BELINDA!!!! We missed you! You didn't miss much, he's here and he's settling in. Loves scritches not sure about anything else though lol.


----------



## Belinda (Oct 9, 2010)

Haha... I've been flat out with study and I've been out west in an area called Moonie over easter... I'll upload some photos. Back to the books now! Only a few more weeks until mid-year break!


----------



## roxy culver (May 27, 2010)

YAY! Would love to see some updated photos of the girls too when you get the chance! Has Arnie accepted Erin yet? Shredder likes Chicken well enough, but Pebbles doesn't. She can't stand next to him, they fight if they do! lol


----------



## Belinda (Oct 9, 2010)

Nope... they don't care for each other at all... always fighting. Arnie never wants to share anything with Erin... if she's chewing a piece of paper and Erin wants to chew it too, they have a big argument. Tonight I was scritching Arnie and Erin tried to join in but then Arnie opened her eyes, saw Erin and screamed at her... 
But Erin can also be a bit of a ratbag too. If she decides she wants something from Arnie she barges up and kicks Arnie out of the way with her feet. If they are separated from each other they really don't care because Arnie is bonded to Jacob and Erin loves me... the plan was they would bond to each other!

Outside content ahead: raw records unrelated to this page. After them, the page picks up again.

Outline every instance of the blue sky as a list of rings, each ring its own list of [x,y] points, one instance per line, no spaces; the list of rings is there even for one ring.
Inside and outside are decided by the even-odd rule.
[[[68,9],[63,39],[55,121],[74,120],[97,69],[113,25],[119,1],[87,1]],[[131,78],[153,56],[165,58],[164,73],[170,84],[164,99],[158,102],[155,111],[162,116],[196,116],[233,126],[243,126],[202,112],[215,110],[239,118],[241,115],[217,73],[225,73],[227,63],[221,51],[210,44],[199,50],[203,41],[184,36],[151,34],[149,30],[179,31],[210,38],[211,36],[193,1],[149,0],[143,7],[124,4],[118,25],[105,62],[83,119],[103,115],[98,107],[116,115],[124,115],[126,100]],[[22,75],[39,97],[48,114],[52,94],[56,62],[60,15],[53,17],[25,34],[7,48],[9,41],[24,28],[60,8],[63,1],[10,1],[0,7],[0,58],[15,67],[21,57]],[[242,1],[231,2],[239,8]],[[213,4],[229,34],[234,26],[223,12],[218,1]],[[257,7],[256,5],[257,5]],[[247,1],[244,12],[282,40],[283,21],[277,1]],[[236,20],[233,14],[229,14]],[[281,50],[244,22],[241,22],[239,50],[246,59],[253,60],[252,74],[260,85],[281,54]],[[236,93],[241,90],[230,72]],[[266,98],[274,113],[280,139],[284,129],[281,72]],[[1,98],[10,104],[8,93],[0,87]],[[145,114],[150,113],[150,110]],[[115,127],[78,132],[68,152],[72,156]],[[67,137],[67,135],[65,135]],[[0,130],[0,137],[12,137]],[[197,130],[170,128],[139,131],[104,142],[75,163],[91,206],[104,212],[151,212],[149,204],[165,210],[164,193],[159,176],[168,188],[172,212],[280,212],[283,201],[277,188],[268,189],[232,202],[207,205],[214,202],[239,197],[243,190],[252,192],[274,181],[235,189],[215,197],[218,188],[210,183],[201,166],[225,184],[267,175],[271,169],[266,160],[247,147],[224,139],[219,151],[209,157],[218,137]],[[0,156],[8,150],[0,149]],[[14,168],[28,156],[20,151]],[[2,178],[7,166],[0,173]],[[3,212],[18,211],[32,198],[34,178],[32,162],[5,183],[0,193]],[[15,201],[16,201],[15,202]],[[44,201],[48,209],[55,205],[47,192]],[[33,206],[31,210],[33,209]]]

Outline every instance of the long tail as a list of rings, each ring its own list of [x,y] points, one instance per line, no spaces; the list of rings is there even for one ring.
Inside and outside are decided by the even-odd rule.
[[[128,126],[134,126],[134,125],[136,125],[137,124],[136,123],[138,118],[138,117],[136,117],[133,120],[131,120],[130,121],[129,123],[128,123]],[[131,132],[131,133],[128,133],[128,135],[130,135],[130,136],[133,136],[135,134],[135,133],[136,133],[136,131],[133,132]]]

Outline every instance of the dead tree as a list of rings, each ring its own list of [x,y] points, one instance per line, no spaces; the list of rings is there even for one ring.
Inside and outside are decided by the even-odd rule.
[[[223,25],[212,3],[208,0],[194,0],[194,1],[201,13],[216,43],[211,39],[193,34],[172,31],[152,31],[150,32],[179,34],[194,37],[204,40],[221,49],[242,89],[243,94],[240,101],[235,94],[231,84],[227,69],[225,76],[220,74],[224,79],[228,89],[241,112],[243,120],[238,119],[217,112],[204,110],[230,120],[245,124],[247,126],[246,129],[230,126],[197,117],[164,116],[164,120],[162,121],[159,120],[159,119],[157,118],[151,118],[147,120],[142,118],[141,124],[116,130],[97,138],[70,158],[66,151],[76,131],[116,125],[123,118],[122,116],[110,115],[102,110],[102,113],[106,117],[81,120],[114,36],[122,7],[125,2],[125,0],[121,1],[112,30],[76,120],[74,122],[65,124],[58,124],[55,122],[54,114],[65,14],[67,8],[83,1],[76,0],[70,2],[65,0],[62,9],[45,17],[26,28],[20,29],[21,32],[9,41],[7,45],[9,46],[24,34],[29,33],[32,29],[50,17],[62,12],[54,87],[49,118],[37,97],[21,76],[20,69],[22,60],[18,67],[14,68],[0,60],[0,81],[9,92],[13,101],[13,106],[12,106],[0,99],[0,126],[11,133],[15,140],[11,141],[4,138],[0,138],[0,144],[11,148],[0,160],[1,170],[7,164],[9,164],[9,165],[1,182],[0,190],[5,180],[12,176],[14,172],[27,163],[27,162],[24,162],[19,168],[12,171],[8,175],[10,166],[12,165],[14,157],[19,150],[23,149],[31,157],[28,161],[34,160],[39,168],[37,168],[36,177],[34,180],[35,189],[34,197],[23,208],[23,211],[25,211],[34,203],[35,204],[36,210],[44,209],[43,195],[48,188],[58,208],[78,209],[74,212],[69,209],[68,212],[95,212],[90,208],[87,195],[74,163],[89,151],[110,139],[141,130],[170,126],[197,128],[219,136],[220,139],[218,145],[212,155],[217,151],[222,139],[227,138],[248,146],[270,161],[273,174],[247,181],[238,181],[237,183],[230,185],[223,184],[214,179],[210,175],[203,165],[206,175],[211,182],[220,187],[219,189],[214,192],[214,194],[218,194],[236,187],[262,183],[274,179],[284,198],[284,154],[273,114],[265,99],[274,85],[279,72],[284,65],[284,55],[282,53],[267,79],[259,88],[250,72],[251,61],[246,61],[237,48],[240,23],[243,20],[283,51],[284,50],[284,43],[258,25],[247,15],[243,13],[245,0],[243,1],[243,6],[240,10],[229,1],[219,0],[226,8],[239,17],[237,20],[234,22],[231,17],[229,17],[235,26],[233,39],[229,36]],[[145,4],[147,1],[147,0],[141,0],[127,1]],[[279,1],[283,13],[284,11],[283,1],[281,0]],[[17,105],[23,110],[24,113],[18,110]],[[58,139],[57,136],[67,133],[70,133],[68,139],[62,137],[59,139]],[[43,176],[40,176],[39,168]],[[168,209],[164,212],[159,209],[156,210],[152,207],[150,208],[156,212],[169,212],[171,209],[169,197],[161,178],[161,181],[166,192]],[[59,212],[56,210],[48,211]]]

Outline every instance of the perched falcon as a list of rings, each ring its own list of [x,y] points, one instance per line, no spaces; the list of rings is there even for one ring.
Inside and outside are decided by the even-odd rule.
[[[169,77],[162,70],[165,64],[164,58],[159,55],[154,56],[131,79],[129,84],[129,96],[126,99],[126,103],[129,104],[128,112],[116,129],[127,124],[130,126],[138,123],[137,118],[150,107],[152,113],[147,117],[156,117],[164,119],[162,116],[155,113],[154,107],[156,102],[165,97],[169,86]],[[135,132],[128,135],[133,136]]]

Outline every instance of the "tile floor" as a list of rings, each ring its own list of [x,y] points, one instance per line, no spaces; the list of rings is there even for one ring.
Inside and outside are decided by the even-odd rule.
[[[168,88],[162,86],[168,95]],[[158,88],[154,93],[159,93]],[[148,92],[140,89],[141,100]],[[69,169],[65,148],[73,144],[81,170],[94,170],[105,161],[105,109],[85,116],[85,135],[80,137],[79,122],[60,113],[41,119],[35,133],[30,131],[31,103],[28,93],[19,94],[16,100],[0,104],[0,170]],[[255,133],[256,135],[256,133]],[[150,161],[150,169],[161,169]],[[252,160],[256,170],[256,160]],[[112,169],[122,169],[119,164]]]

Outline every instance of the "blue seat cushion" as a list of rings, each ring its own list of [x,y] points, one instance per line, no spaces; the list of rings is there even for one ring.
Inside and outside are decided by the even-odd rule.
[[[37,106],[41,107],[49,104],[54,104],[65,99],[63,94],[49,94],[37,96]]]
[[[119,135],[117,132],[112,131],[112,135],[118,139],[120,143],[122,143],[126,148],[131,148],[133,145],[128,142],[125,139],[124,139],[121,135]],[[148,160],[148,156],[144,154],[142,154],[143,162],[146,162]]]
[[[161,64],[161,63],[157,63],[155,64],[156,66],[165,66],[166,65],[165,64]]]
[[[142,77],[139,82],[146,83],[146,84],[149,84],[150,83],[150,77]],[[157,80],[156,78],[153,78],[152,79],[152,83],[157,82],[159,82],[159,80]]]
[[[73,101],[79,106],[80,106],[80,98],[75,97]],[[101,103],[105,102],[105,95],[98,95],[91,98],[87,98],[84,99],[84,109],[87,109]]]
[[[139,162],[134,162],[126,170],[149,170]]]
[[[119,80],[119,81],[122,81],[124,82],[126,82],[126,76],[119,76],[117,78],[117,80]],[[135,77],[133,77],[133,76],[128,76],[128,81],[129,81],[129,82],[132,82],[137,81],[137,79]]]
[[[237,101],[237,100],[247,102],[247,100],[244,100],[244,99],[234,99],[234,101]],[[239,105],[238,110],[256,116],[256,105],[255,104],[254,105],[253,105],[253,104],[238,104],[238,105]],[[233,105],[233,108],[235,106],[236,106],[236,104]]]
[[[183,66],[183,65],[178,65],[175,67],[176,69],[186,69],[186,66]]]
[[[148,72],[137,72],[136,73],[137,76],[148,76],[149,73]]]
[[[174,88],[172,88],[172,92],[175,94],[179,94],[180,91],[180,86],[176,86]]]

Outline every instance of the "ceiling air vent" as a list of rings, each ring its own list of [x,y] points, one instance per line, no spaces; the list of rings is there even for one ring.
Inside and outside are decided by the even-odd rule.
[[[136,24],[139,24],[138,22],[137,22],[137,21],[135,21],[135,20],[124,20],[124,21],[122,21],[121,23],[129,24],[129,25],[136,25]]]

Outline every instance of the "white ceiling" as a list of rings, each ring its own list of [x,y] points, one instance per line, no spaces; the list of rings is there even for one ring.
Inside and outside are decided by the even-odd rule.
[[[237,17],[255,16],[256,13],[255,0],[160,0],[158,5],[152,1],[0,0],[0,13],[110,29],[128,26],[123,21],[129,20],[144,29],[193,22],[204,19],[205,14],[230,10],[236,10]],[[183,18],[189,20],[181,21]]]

Haha, I love the name Shredder, sounds big and tough!


----------



## lperry82 (Aug 2, 2010)

sounds like a lovely pair you have lol


----------



## Lulu The Tiel (Apr 11, 2011)

Ahhh, the lovely fun!


----------



## roxy culver (May 27, 2010)

WOW they are funny! Very strong personalities on both of them! Shredder definitely isn't tough, he's too sweet. He just chews and tears up everything!!!


----------



## Belinda (Oct 9, 2010)

lol... I just think of Shredder from Teenage Mutant Ninja Turtles. Erin's middle name should be shredder. She shred my library book (and it's brand new just purchased by the university :S )


----------



## roxy culver (May 27, 2010)

That's where hubby got it from originally and then he started chewing on stuff like crazy...so it fit! He will literally hold onto a q-tip and not let go for nothing!


----------